There are two ground spoiler panels on each wing. These panels are installed forward of the inboard flap panels. A power control unit (PCU), attached to each spoiler, uses hydraulic pressure to extend and retract the ground spoilers. Ground spoilers can only move to the full up or the full down position.

The flight control units (FCUs), in the avionics compartment, receive signals from the flight compartment and sensors. The FCUs use this information to tell the ground-spoiler selector valves when to operate the PCUs that move the ground spoilers.

The ground spoilers (GS) are designed to be "Fail-Safe" to the retract position in the event of loss of electrical power or total loss of hydraulic pressure. In the event of a failure, the hydraulic solenoids and the main shuttle valves are spring-loaded to retract position. With the loss of hydraulics, airloads would move the panels to the stow position. The hydraulic lock valve will prevent the panel from floating upwards. The hydraulic lock valve can be manually actuated to allow maintenance personnel to lift the panel without hydraulic pressure.

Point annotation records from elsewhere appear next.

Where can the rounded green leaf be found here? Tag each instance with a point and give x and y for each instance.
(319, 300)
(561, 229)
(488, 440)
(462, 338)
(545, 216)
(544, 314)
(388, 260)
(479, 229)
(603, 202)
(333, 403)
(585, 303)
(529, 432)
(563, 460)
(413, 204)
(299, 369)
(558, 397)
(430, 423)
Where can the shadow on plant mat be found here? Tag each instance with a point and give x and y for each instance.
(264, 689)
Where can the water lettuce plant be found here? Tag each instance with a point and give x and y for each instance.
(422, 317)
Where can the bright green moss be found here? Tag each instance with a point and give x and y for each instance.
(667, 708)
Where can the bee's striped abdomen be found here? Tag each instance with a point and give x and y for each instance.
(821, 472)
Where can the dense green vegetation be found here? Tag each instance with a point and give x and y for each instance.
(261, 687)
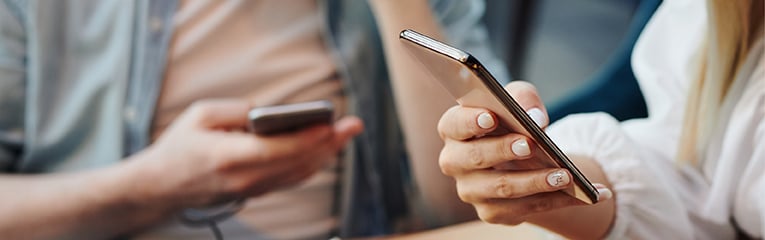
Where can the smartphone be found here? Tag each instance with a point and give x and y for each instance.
(471, 84)
(289, 117)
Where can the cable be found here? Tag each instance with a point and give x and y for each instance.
(210, 216)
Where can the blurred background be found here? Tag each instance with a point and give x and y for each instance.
(572, 50)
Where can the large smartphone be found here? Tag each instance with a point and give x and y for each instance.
(290, 117)
(471, 84)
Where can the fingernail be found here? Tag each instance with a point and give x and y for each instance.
(485, 121)
(604, 193)
(521, 148)
(538, 116)
(558, 178)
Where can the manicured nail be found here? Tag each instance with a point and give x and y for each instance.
(558, 178)
(521, 148)
(485, 121)
(603, 192)
(538, 116)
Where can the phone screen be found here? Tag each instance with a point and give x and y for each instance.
(290, 117)
(471, 84)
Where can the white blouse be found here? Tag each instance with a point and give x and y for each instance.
(657, 199)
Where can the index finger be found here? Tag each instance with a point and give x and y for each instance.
(462, 123)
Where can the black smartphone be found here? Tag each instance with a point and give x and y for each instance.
(290, 117)
(471, 84)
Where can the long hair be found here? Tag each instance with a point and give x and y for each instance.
(733, 27)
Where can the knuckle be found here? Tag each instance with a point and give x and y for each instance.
(445, 162)
(464, 195)
(201, 110)
(475, 157)
(487, 214)
(504, 188)
(541, 205)
(443, 127)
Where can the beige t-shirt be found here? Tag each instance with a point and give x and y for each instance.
(269, 52)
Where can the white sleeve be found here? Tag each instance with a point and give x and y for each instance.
(647, 207)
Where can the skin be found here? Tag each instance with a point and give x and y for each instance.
(203, 159)
(198, 161)
(419, 106)
(512, 197)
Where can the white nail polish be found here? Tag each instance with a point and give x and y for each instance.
(521, 148)
(604, 193)
(558, 178)
(538, 116)
(485, 121)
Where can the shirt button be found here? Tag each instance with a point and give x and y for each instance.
(155, 24)
(129, 114)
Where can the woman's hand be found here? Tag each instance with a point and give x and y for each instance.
(204, 158)
(474, 157)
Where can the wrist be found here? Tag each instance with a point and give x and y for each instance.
(141, 186)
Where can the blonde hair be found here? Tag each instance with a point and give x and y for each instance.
(733, 26)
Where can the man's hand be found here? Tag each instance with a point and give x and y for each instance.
(204, 158)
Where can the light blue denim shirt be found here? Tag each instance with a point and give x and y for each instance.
(79, 81)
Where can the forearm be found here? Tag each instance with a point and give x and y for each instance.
(419, 102)
(96, 204)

Ground-Spoiler Selector Valves

There are two ground-spoiler selector valves installed in the main landing gear wheel-well. Each ground-spoiler selector valve has hydraulic connectors that connect to the applicable ground-spoiler PCU. An electrical connector connects the selector valve to the FCU. The ground-spoiler sector valve is electrically controlled with signals from the applicable flight control units (FCUs). If there is no electric signal to the solenoids, the selector valves will cause the ground spoilers to be in the full retract position.

When the ground-spoilers are in the retract mode, the solenoids do not have an electrical signal. This causes the pressurized hydraulic fluid to hold the PCU in the retract position.

When the ground-spoilers are selected to the extend position, the FCU sends an electrical signal to the ground spoiler selector valve. This energizes solenoid 1, solenoid 2, and the main shuttle valve to move them to the extend position. Hydraulic pressure is then sent through the extend tubes to the ground spoiler PCUs, this moves the spoilers to the full up position.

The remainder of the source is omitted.